Saturday, April 24, 2010

Renewing and Competitiveness and Innovation in a Changing Global Economy

Boeing (Jim McNerney, president, chairman and CEO) - Thanks to the Wilson Center for providing this kind of forum where we can have a healthy, constructive dialogue around tough but important issues...The more I speak with government and business leaders across the country, the more I find that the aerospace experience is similar to those of many other industries. Across the board, our concerns for the future center on a relatively small number of equally thorny issues:
  • First: economic trends that hinder innovation -- including large U.S. deficits, regulatory burdens and tax policies
  • Second: trade policy -- the rise of aggressive (and sometimes government-subsidized) competitors abroad amidst a growing sentiment toward protectionism (a tough mix!) and
  • Third: a shrinking U.S. industrial base fed by an even-faster shrinking pool of workers who are skilled in the problem-solving fields of science, technology, engineering and math.

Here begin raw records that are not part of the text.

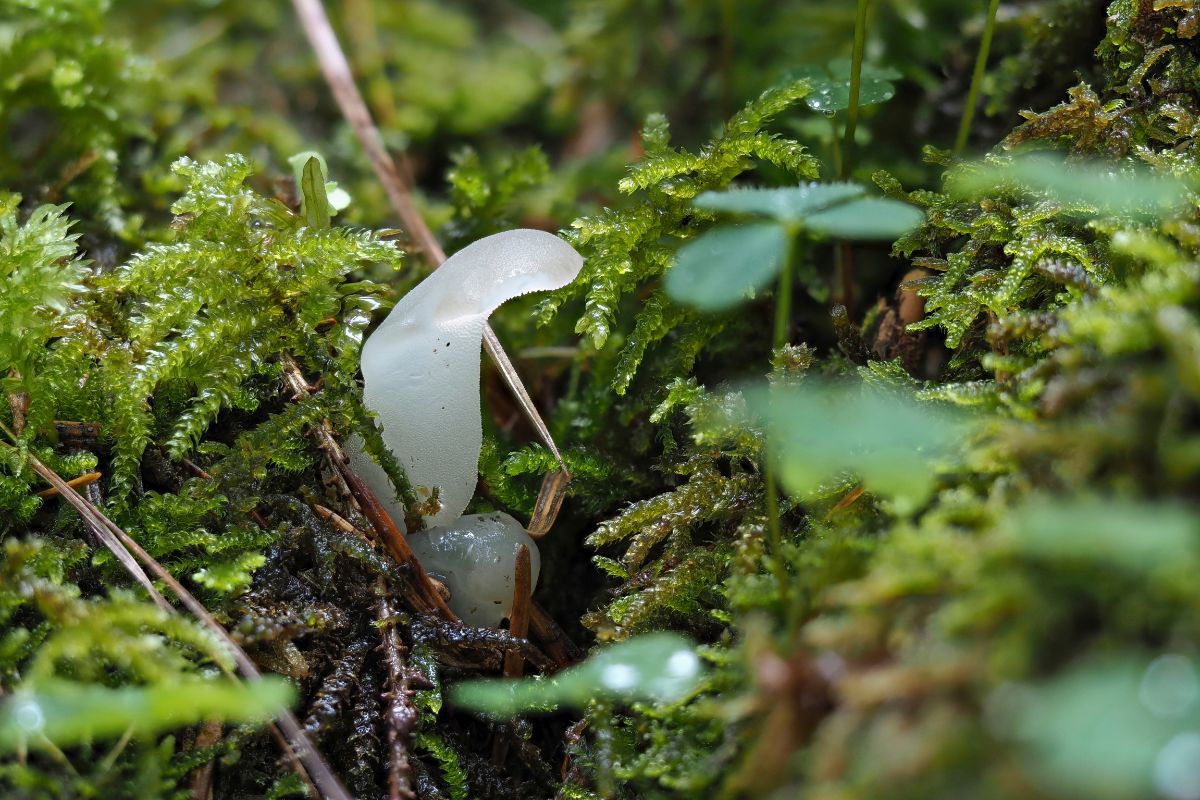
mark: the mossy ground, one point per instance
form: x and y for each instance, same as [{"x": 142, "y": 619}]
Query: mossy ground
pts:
[{"x": 1029, "y": 629}]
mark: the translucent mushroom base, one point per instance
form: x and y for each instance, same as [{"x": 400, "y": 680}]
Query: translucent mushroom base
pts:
[{"x": 475, "y": 558}]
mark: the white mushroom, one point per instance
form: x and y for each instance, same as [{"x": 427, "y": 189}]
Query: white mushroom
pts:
[{"x": 420, "y": 372}]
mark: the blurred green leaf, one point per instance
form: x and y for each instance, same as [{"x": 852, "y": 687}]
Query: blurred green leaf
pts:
[
  {"x": 717, "y": 269},
  {"x": 891, "y": 440},
  {"x": 869, "y": 217},
  {"x": 831, "y": 85},
  {"x": 657, "y": 667},
  {"x": 1107, "y": 187},
  {"x": 1132, "y": 535},
  {"x": 66, "y": 713},
  {"x": 787, "y": 205},
  {"x": 1116, "y": 729}
]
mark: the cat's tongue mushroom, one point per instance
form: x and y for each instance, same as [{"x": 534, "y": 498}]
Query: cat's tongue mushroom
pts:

I believe we have arrived at a critical intersection between U.S. competitiveness, on the one hand, and the changing global economy that isn't going to wait for us. As a nation, we must adhere to the fundamentals that created and sustained our global economic leadership and standard of living through much of the 20th Century...Unless we (and by we I mean the public and private sectors working together) take certain key actions, today's successful model will be very difficult to sustain over the long term. And if we fail in this endeavor, the U.S. will lose its edge in innovation; exports and their related good jobs will decline; and we won't have enough skilled workers to fill the well-paying jobs that remain.